The built-in VIM :sort command sorts lines of text. I want to sort words in a single line, e.g. transform the line
b a d c e f
to
a b c d e f
Currently I accomplish this by selecting the line and then using :!tr ' ' '\n' | sort | tr '\n' ' ', but I'm sure there's a better, simpler, quicker way. Is there?
Note that I use bash so if there's a shorter and more elegant bash command for doing this it's also fine.
EDIT: My use-case is that I have a line that says SOME_VARIABLE="one two three four etc" and I want the words in that variable to be sorted, i.e. I want to have SOME_VARIABLE="etc four one three two".
The end result should preferably be mappable to a shortcut key as this is something I find myself needing quite often.
In pure vim, you could do this:
call setline('.', join(sort(split(getline('.'), ' ')), " "))
Edit
To do this so that it works over a range that is less than one line is a little more complicated (this allows either sorting multiple lines individually or sorting part of one line, depending on the visual selection):
command! -nargs=0 -range SortWords call SortWords()
" Add a mapping, go to your string, then press vi",s
" vi" selects everything inside the quotation
" ,s calls the sorting algorithm
vmap ,s :SortWords<CR>
" Normal mode one: ,s to select the string and sort it
nmap ,s vi",s
function! SortWords()
" Get the visual mark points
let StartPosition = getpos("'<")
let EndPosition = getpos("'>")
if StartPosition[0] != EndPosition[0]
echoerr "Range spans multiple buffers"
elseif StartPosition[1] != EndPosition[1]

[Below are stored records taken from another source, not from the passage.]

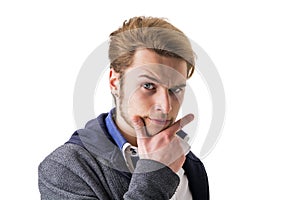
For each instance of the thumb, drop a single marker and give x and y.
(139, 127)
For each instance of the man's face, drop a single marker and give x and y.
(153, 88)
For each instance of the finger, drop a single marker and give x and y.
(172, 130)
(139, 126)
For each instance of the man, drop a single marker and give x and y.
(137, 150)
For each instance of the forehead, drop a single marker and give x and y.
(167, 70)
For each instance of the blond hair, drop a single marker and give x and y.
(152, 33)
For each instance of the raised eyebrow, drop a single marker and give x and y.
(149, 77)
(179, 86)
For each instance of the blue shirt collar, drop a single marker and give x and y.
(113, 130)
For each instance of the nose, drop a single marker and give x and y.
(163, 101)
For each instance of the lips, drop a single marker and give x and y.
(160, 122)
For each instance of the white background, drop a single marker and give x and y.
(255, 46)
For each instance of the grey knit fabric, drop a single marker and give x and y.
(71, 172)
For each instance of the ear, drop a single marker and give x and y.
(114, 80)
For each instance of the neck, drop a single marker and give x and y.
(126, 130)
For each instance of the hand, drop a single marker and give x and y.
(165, 147)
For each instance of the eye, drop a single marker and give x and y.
(149, 86)
(176, 90)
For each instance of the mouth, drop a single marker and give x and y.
(160, 122)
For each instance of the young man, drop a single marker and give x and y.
(137, 150)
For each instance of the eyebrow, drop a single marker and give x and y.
(149, 77)
(157, 81)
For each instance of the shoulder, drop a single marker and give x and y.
(67, 172)
(69, 157)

" This is a multiple line range, probably easiest to work line wise
" This could be made a lot more complicated and sort the whole
" lot, but that would require thoughts on how many
" words/characters on each line, so that can be an exercise for
" the reader!
for LineNum in range(StartPosition[1], EndPosition[1])

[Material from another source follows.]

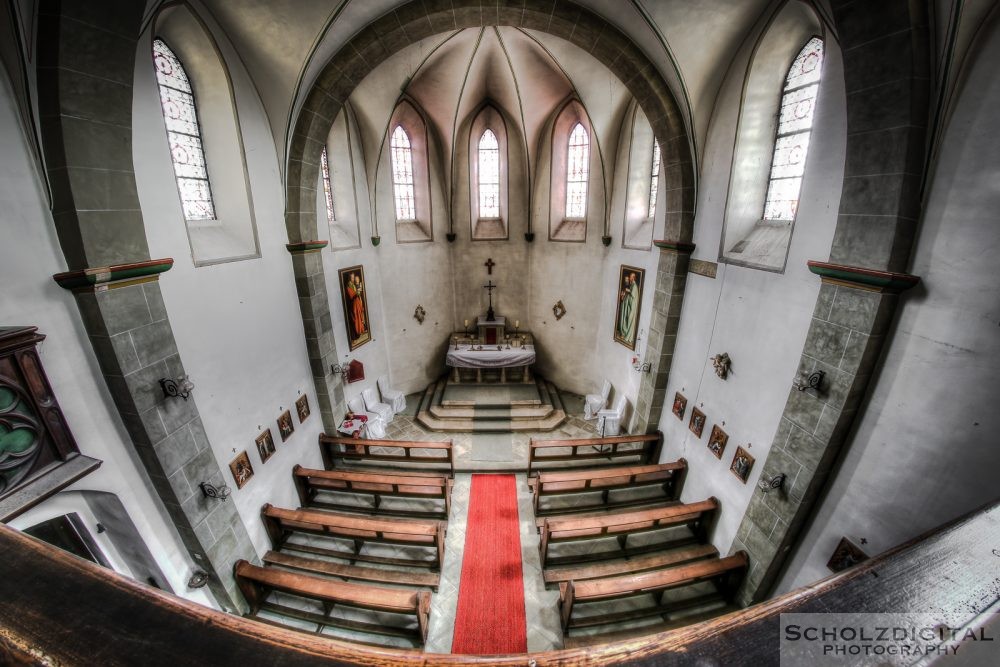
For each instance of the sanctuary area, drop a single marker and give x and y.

call setline(LineNum, join(sort(split(getline('.'), ' ')), " "))
endfor
else
" Single line range, sort words
let CurrentLine = getline(StartPosition[1])
" Split the line into the prefix, the selected bit and the suffix
" The start bit
if StartPosition[2] > 1
let StartOfLine = CurrentLine[:StartPosition[2]-2]
else
let StartOfLine = ""
endif
" The end bit
if EndPosition[2] < len(CurrentLine)
let EndOfLine = CurrentLine[EndPosition[2]:]
else
let EndOfLine = ""
endif
" The middle bit
let BitToSort = CurrentLine[StartPosition[2]-1:EndPosition[2]-1]
" Move spaces at the start of the section to variable StartOfLine
while BitToSort[0] == ' '
let BitToSort = BitToSort[1:]
let StartOfLine .= ' '
endwhile
" Move spaces at the end of the section to variable EndOfLine
while BitToSort[len(BitToSort)-1] == ' '
let BitToSort = BitToSort[:len(BitToSort)-2]
let EndOfLine = ' ' . EndOfLine
endwhile
" Sort the middle bit
let Sorted = join(sort(split(BitToSort, ' ')), ' ')
" Reform the line
let NewLine = StartOfLine . Sorted . EndOfLine
" Write it out
call setline(StartPosition[1], NewLine)
endif
endfunction
Using great ideas from your answers, especially Al's answer, I eventually came up with the following:
:vnoremap <F2> d:execute 'normal i' . join(sort(split(getreg('"'))), ' ')<CR>
This maps the F2 button in visual mode to delete the selected text, split, sort and join it and then re-insert it. When the selection spans multiple lines this will sort the words in all of them and output one sorted line, which I can quickly fix using gqq.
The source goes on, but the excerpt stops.